Grief has been a huge theme for me this week. One of my best friends had a family member die this week. He was in his thirties. He had two children under eight and a beautiful wife and six siblings and their kids. Multiple people on the first page of his online guest book for the obituary described him as “one of the good guys.” I didn’t know him, but I knew his wife from teaching their kids in the summers, and she is actually the best woman ever. Think of the kindest, most gracious, positive, and funny woman you know and multiply it by ten. That would be her.
He’s been sick for over two years now, so this wasn’t unexpected, but it was devastating nonetheless. Normally, I would just pay my respects and provide a listening ear, but this has been a different experience. I have every single class with this friend and was with her both the day before and after she found out.
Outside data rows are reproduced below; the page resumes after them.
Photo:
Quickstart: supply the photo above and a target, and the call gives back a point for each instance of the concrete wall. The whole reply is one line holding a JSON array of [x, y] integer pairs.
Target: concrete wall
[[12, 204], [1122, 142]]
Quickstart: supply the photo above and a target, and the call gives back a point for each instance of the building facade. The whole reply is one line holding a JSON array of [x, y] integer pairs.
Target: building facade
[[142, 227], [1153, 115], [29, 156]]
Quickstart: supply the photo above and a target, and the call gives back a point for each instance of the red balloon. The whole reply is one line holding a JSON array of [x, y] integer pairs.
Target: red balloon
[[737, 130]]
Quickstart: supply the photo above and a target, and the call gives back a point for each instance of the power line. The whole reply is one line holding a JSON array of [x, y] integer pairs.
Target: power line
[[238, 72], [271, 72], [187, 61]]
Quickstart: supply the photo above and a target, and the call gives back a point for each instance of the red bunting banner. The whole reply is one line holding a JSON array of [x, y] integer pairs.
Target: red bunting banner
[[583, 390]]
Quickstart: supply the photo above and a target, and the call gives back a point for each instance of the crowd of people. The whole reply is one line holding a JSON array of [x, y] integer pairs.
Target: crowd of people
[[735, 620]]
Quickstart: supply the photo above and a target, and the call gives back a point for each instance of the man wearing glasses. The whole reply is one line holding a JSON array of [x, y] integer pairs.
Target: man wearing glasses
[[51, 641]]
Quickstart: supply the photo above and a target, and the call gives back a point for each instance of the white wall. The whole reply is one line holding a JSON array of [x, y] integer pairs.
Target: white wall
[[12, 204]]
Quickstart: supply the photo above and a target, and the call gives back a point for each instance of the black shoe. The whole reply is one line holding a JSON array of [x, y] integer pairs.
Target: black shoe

We had a small group discussion for spirituality and religion requirements together. It met the day after he’d died. Since we had been learning and talking about the dying process in depth, she announced to the class that he’d passed. I already knew, but watching and listening to her tell excruciating details about his illness, passing, and life left behind was so raw. Every single person in the class cried. She kept repeating, “I just don’t get it.” She sobbed, yelling and sputtering and slamming her fists, until she was gasping for air. Our group leader gave me the nod, some sort of taciturn agreement we had apparently just made, and I walked her outside where she collected herself. Holding her up as her eyes flooded and her nose ran and her body, which seemed so small, shook to help her get a breath in was one of the most heartbreaking experiences I have ever endured.
This entire week has been tough. It’s difficult to see her grieve but, more selfishly, I’m also dreading the funeral on Saturday. Obviously, there are no words to sum up some kinds of heartbreak. Maybe only the good die young. So, if I’m not myself for a little while, I apologize. Please give me time to help my friend and be there for her.
In a sense, it was also beautiful. That kind of emotional nakedness and catharsis is something I don’t know I’ve ever been through.
Thoughts and prayers are going out to her and her family. Please do the same if you want.
Thankfully, though, my own immediate family is healthy, the sun is still rising, and the holidays are coming up. Those are all things be grateful for.